Previous research has shown a higher prevalence of ADRD among transgender adults compared with cisgender adults;10, 11, 12 however, findings often have not been disaggregated by transgender subgroups, leaving gaps in knowledge about subgroup‐specific burden of this condition. For example, we have a limited understanding of ADRD among transfeminine (TF) adults (individuals who identify as women or within the feminine gender spectrum and were assigned male at birth). Beyond two studies—one reporting increased odds of ADRD among TF adults compared to CM,13 and another showing a higher predicted probability of ADRD among TF Medicare beneficiaries compared to both CM and CW beneficiaries14—little is known about ADRD among TF adults using gender‐affirming hormone therapy (GAHT) or TF adults from minoritized ethnoracial groups.

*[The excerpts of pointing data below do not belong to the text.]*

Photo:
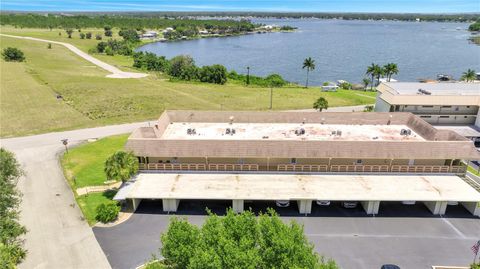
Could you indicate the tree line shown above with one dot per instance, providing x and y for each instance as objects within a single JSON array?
[
  {"x": 121, "y": 21},
  {"x": 183, "y": 67}
]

To address this knowledge gap, the present study used Kaiser Permanente (KP) electronic health record (EHR) data from the Study of Transition, Outcomes, and Gender (STRONG),15 to compare ADRD prevalence among TF adults and demographically similar CM and CW referents. We examined ADRD prevalence among the full TF STRONG cohort (defined as members aged 65 or older at end of follow‐up or enrollment) and in two subsets of the TF cohort: (1) TF cohort members with evidence of GAHT receipt and (2) TF adults from minoritized ethnoracial groups. Each TF subset was compared to their respective matched cisgender reference groups. We hypothesized that TF cohort members overall, and particularly those from minoritized ethnoracial groups, will have a higher ADRD prevalence compared to their cisgender referents. Additionally, because exogenous estrogen therapy has shown neuroprotective effects in postmenopausal CW,16 explored the relationship of GAHT use with ADRD prevalence among TF cohort members.
METHODS
2
Study design
2.1
Using a subset of data from STRONG,15 an ongoing longitudinal EHR‐based cohort of transgender people and their age‐, race‐, and region‐matched cisgender referents enrolled in KP integrated healthcare plans, this study compared ADRD prevalence among TF adults and their CM and CW referents. As previously described,15 transgender status of STRONG participants was confirmed by an iterative process that relied on diagnostic codes and review of free‐text clinical notes. Cohort members were further classified as TF based on relevant specific keywords in free‐text clinical notes. The cisgender cohorts were created by matching up to 10 CM and 10 CW enrollees with each TF person, without replacement, on year of birth (within a 5‐year interval), race/ethnicity, KP site, and KP membership at index date. Index date represents the first evidence of transgender status documented in the EHR for the TF cohort member and the same date was assigned to their matched CM and CW cohort members. The algorithms used to ascertain the STRONG cohort and categorize transgender members as TF were found to be accurate.17 A cluster ID for each matched group (one TF member and up to 10 CM and 10 CW) was assigned to allow for stratified analyses, for example, by GAHT use, or age at index date.
RESEARCH IN CONTEXT
- Systematic review: A systematic review was conducted using PubMed to identify recent studies examining Alzheimer's disease and related dementias (ADRD) among transfeminine adults. Only two prior studies—using Medicare data and data from the All of Us Research Program—have examined ADRD among transfeminine adults, with mixed findings and limited subgroup analyses.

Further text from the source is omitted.